Si un malencontreux critique cherche les cordes et les machines qui, par derrière, ont aidé au miracle, c'est un envieux, un dénigreur; on lui en sait très-mauvais gré.
Lisez le grand Bossuet, lisez l'historien de famille, l'homme d'affaires des Condé, Lenet, vous verrez qu'Enghien seul nous fit la victoire de Rocroy. Lenet craint tellement que ses lieutenants y aient la moindre part, qu'il les note en passant de stigmates fâcheux. Il voudrait flétrir même la probité de Gassion.
Nous avons ailleurs heureusement des sources plus sûres, des détails plus exacts, plus dignes de l'histoire.
Les Espagnols, sachant le roi à l'extrémité, crurent que le moment était bon, laissèrent là la Hollande, et, ramassant toutes leurs forces sous deux excellents généraux, D. Francisco de Mello et le vieux comte de Fontaine, firent mine d'entrer en Picardie, mais tournèrent, percèrent les Ardennes, enveloppèrent Rocroy.

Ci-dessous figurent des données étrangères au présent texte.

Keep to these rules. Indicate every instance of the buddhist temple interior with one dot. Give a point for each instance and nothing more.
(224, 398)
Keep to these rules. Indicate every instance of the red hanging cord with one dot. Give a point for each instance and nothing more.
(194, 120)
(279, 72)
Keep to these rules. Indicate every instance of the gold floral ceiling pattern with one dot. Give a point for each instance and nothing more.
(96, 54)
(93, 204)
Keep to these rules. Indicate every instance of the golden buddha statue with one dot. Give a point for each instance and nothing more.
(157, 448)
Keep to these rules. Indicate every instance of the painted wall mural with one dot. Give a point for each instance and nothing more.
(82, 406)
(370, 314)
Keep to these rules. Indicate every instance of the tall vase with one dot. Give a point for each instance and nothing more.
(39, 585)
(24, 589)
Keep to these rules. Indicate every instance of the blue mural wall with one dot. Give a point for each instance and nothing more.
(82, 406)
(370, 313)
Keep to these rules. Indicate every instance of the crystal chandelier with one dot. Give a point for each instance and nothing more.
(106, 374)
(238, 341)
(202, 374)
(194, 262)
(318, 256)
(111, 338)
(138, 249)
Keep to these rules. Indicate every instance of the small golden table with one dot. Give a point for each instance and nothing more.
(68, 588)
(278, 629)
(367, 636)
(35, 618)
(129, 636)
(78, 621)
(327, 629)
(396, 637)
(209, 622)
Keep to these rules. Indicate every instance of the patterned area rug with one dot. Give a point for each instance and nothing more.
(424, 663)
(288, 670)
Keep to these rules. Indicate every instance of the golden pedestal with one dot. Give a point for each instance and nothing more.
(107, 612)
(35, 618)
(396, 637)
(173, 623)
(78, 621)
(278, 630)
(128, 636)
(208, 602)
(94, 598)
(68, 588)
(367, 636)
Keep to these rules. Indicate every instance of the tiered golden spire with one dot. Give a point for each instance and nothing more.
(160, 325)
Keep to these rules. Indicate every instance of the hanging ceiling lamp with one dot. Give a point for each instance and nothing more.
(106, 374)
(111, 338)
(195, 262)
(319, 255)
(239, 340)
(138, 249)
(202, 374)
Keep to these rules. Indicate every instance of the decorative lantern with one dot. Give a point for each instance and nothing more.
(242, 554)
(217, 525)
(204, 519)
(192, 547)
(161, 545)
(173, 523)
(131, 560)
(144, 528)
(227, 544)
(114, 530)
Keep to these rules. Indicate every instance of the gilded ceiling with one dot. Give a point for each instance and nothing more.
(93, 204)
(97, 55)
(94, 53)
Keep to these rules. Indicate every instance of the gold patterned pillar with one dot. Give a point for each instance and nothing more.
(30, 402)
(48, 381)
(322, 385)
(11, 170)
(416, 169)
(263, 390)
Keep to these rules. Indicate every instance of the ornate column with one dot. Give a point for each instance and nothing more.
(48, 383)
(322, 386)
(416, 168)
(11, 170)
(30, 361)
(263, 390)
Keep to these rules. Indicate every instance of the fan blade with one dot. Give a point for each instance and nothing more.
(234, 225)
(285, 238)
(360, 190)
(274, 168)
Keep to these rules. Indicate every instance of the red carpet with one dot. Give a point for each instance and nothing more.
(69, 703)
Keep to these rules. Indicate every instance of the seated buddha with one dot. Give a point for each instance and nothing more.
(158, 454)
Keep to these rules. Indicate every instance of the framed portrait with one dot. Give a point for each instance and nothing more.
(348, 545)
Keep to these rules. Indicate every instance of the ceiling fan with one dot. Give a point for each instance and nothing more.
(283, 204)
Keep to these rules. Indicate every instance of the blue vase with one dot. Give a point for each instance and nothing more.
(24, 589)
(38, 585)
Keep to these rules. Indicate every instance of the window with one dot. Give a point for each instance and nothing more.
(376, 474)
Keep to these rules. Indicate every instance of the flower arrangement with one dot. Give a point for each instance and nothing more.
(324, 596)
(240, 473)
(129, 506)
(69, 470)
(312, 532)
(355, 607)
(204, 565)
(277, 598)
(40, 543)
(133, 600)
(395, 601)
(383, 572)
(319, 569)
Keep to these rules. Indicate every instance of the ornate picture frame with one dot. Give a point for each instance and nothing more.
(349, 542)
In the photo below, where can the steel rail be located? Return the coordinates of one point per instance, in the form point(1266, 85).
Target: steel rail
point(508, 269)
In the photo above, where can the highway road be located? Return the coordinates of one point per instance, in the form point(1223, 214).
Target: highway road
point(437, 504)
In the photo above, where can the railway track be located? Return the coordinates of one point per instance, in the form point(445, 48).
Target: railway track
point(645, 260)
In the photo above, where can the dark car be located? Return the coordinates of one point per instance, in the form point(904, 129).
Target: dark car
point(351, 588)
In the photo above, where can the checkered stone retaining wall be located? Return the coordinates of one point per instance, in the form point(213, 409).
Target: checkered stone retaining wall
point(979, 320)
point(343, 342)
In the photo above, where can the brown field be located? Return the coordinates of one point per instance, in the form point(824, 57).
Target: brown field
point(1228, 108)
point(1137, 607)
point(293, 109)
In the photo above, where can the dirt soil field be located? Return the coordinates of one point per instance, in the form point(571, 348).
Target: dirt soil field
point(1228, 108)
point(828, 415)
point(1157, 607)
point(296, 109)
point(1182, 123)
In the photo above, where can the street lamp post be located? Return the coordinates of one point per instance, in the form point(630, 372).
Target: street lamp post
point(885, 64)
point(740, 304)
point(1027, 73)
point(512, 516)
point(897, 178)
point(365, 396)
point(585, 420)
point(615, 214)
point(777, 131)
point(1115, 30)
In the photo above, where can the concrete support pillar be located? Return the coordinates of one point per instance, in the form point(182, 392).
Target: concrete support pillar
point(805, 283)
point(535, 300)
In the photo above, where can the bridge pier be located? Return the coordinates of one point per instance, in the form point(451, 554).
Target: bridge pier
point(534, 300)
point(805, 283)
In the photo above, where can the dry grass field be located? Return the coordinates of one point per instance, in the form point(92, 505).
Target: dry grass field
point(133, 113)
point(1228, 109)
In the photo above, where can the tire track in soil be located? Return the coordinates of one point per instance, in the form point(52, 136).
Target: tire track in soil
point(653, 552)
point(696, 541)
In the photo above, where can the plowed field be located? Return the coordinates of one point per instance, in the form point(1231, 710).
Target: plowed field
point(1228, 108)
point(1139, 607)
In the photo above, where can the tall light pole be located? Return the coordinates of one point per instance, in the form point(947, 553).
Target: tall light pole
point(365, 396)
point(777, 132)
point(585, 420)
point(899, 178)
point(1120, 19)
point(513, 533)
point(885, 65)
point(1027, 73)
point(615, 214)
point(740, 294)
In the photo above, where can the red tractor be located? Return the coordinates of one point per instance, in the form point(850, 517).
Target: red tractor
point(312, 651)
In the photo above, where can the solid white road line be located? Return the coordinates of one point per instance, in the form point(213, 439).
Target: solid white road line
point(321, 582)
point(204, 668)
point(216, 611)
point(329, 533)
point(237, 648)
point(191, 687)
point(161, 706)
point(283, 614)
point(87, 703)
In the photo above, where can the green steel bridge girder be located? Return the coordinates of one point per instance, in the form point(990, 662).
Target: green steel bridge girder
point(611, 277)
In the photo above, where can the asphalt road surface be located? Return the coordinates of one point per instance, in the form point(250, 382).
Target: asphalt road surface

Le roi et Dunoyer, qui devaient mêler à tout leur médiocrité, avaient eu soin, en lançant le duc d'Enghien, de le paralyser. Ils lui avaient adjoint un sage général (frère de Vitry, qui tua l'Ancre), camarade fort aimé du roi qu'il voulut faire maréchal avant sa mort, Hallier ou L'Hospital. Son sage conseil était qu'on s'affaiblît en mettant des secours dans cette méchante petite place, qu'on jetât là des gens pour les faire prendre, et qu'on évitât la bataille. On eût été ensuite poussé à reculons par l'Espagnol, qui, avançant toujours, ayant sur nous l'avantage de l'offensive, nous eût de proche en proche découragés, déconcertés, battus.
Un conseil fut tenu, et heureusement les maréchaux de camp qui avaient fait les guerres d'Allemagne et vu Gustave-Adolphe, le très-avisé Gassion, le ferme et fort Sirot, dirent qu'il fallait combattre.
Un mot de ces deux hommes. Lorsque le grand Gustave débarqua en Allemagne, le premier homme qu'il vit au rivage fut ce petit gascon, Gassion, qui venait se donner à lui. Il fut le plus ardent de tous les amoureux de ce géant qui ravissait les cœurs et les grandissait à sa taille.
Il plut fort à Gustave. «Va-t'en à Paris, lui dit-il, achète-moi des Français.» Gassion en ramena une centaine qui firent bonne figure au sublime moment de Leipzig.
Quant au Bourguignon Sirot, un peu vantard, quoique si brave, il contait volontiers qu'il avait fait le coup de pistolet avec trois rois, et même avec celui que personne n'osait regarder. Il avait mis, disait-il, une balle dans le chapeau de Gustave, ramassé ce chapeau que Gustave laissa derrière lui.